From the beginning of next year, exporters from Bosnia and Herzegovina will face a special CBAM tax for CO2 emissions at the borders of the European Union. Although sufficient, the domestic authorities have not used the deadline for adopting the necessary regulations. The introduction of the Emissions Trading System and the CO2 Emissions Monitoring, Reporting and Verification Plan is long overdue. This means that, barring a miracle, our exporters will pay the CBAM tax in full to the Brussels budget instead of to the budget of Bosnia and Herzegovina. In this way, by 2030, Bosnia and Herzegovina will lose about 1.3 billion marks.

The failure to adopt these strategic documents, along with exporters of cement, iron and aluminum, will hit electricity exporters the hardest.

“Without these two things, electricity producers do not even have certificates of origin of electricity and we are not interesting for purchase, which may result in the shutdown of a large number of power plants,” warns Almir Mujaković, president of the Association of Renewable Energy Producers.

True, at the last extraordinary session at the end of July, the Council of Ministers adopted the Draft Law on the Regulator, Transmission and Market of Electricity, which finally opens the door to the establishment of an electricity exchange in our country.

“But this is only the first step. In order to implement the ‘Emissions Trading System’ (ETS), the exchange must be established and must be integrated into the system of European exchanges,” explains Edhem Bičakčić, an energy expert and honorary president of the Paris-based CIGRA.

However, clean energy producers from micro-plants are also plagued by problems that should not exist. They point out that the Federal Operator for Renewable Energy Sources, despite its legal obligation, does not purchase electricity at guaranteed prices.

“The operator defends itself by arguing that there are no quotas for this. Many of us have also filed lawsuits, which we have won,” Mujaković points out.

The Operator responds that there is no legal basis for purchasing electricity from micro-plants at guaranteed prices, unless they have previously acquired the status of a privileged producer. But let’s get back to the European energy obligations that we have not fulfilled.

“If we had implemented this so far, taxes would have been paid on the production of ‘dirty’ energy, which emits CO2, but it would have gone into the budget of Bosnia and Herzegovina”, emphasizes Bičakčić.
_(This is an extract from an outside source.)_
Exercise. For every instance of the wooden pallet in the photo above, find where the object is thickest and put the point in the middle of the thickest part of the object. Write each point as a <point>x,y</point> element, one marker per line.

In February this year, the RS government did not support the Roadmap for the establishment of CO2 trading and monitoring, which blocked the adoption of the state plan by the end of the year.

“We call on all decision-makers, institutions of Bosnia and Herzegovina, to take this problem extremely seriously and to establish a trading system, i.e. ETS, as soon as possible, and by the end of the year at the latest”, says Saća Prnjavorac, president of the UP Business Center Jelah-Tešanj.

“It is very depressing because it is not realistic to expect it. Maybe only at the end of next year, if we were to do well, which we are not doing,” says Bičakčić.

Do we still have a chance to fulfill the obligations that correspond to 16 EU directives, as well as the Reform Agenda for the Growth Plan, by the end of the year?

It seems that we do not, because the Ministry of Economy of the RS informed us that, together with the Government of the Federation and the Council of Ministers, they have sent a request to the EU to exempt Bosnia and Herzegovina from the application of the CBAM until 2030. This will hardly happen, and certainly not until 2030.

The Foreign Trade Chamber of Bosnia and Herzegovina warns that due to the failure to adopt the aforementioned regulations on paying the cross-border carbon tax, Bosnia and Herzegovina will lose 1.3 billion marks or one annual budget.